Imagine you are a medical student, volunteering in a research study to help out a friend. The fMRI during a memory test also happens to pick up a life-threatening aneurysm. Instead of starting classes, you are rushed to the OR. The fMRI's “incidental finding” saves your life.
Or, imagine you are a marathon runner who pushes a little too hard, and collapses from dehydration and exhaustion. The ER staff, being thorough, does an MRI, and a brain tumor is "incidentally noted." It's a slow-growing type, the kind that may never be a real risk. But the surgery to remove it surely does pose risk. You and your doctor choose to wait, doing yearly scans to keep an eye on your own personal sword of Damocles. Your life is now haunted by an incidental finding.
Incidental findings are medical results that you weren't looking for. The x-ray done for lower back pain that uncovers a spot on the liver. The urinalysis done to rule out cystitis that reveals trace protein in the urine.
At first blush, these seem like intrinsically good discoveries—potentially serious illnesses that get uncovered early. But plenty of spots on livers and protein deposits in urine are benign, while the tests required to determine that may not be.
Early this year, I wrote an article about one of my patients with chronic abdominal pain who visited the ER of another hospital. The doctors there—who were not familiar with her decade of dyspepsia—ordered a CT scan. Her stomach, gallbladder, intestines and liver were all in pristine condition, but "incidentally noted,"—the report read—"was a 2-centimeter adrenal mass." These adrenalomas are almost always benign, and almost always found only incidentally. They even have their very own appellation—the incidentaloma.
Nevertheless, I felt boxed into a clinical corner, forced to order expensive and complicated tests to rule out the minute chance of malignancy. The arduous process completely overwhelmed and panicked the patient, and we were never able to get to the actual diseases that she already had—diabetes, depression, and arthritis.

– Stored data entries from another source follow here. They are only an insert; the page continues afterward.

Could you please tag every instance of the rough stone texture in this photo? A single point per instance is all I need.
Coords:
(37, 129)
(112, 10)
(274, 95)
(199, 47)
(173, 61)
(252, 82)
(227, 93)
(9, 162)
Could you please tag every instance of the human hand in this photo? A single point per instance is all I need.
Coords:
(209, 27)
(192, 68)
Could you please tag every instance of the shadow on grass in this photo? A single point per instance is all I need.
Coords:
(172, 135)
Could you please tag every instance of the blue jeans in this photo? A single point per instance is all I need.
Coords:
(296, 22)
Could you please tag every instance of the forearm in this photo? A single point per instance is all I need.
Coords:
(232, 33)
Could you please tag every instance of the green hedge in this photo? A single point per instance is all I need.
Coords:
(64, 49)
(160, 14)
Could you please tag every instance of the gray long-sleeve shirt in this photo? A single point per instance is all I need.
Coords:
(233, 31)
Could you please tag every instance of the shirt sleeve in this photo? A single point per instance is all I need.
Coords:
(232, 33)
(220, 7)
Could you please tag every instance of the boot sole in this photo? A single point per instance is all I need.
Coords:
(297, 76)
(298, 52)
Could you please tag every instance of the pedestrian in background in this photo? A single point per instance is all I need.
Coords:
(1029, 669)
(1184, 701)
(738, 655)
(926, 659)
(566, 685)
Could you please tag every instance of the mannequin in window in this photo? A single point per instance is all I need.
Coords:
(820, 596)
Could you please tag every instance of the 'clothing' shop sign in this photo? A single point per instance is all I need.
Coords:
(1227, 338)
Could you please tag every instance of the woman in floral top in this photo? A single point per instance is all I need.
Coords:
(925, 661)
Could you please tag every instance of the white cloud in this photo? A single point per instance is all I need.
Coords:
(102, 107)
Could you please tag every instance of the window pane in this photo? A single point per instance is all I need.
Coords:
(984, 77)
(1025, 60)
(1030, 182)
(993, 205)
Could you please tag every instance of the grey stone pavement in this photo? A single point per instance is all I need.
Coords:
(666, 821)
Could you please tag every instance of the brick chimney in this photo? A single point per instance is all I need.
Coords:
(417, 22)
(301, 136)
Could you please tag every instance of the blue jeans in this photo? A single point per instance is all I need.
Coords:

Two months later, I found myself in a Washington D.C. conference room, testifying before a razor-sharp committee of academics from law, nursing, medicine, philosophy, ethics, divinity, research, and government. This was a Presidential Commission for the Study of Bioethical Issues panel on incidental findings. The ethical considerations of incidental findings turned out to be much broader and more intriguing than I, as a ordinary primary care doc, had ever imagined.
In clinical medicine, we worry mainly about things that are uncovered when we doctors order tests and find other things—that's what happened to my patient. It turns out that incidental findings are hardly incidental—they turn up in about a third of CT scans. In the case of abdominal CTs for trauma patients, the number of incidental findings can supersede that of trauma findings—and follow-up is notably spotty. In this age of defensive medicine, routine MRIs, and bundled tests, incidental findings are a daily occurrence.
But there are two other areas in which incidental findings are of escalating concern: research trials and direct-to-consumer medical testing.
Biomedical research is critical to the advancement of medicine, and the unsung heroes are the legions of volunteers who submit to all manner of investigation, mainly for the benefit of society, rather than themselves. But these countless lab tests, CT scans, and MRIs done for specific research questions are as prone to incidental findings as tests done in the clinical world, and pose unique ethical dilemmas.
For example, when a CT is ordered in the clinical world—as for my patient—a trained radiologist evaluates every aspect of the CT, no matter what the initial reason for the scan. But in the research world, these CTs might be of a low resolution, designed to focus on the particular research question, and often interpreted by a research scientist trained to examine just that one thing.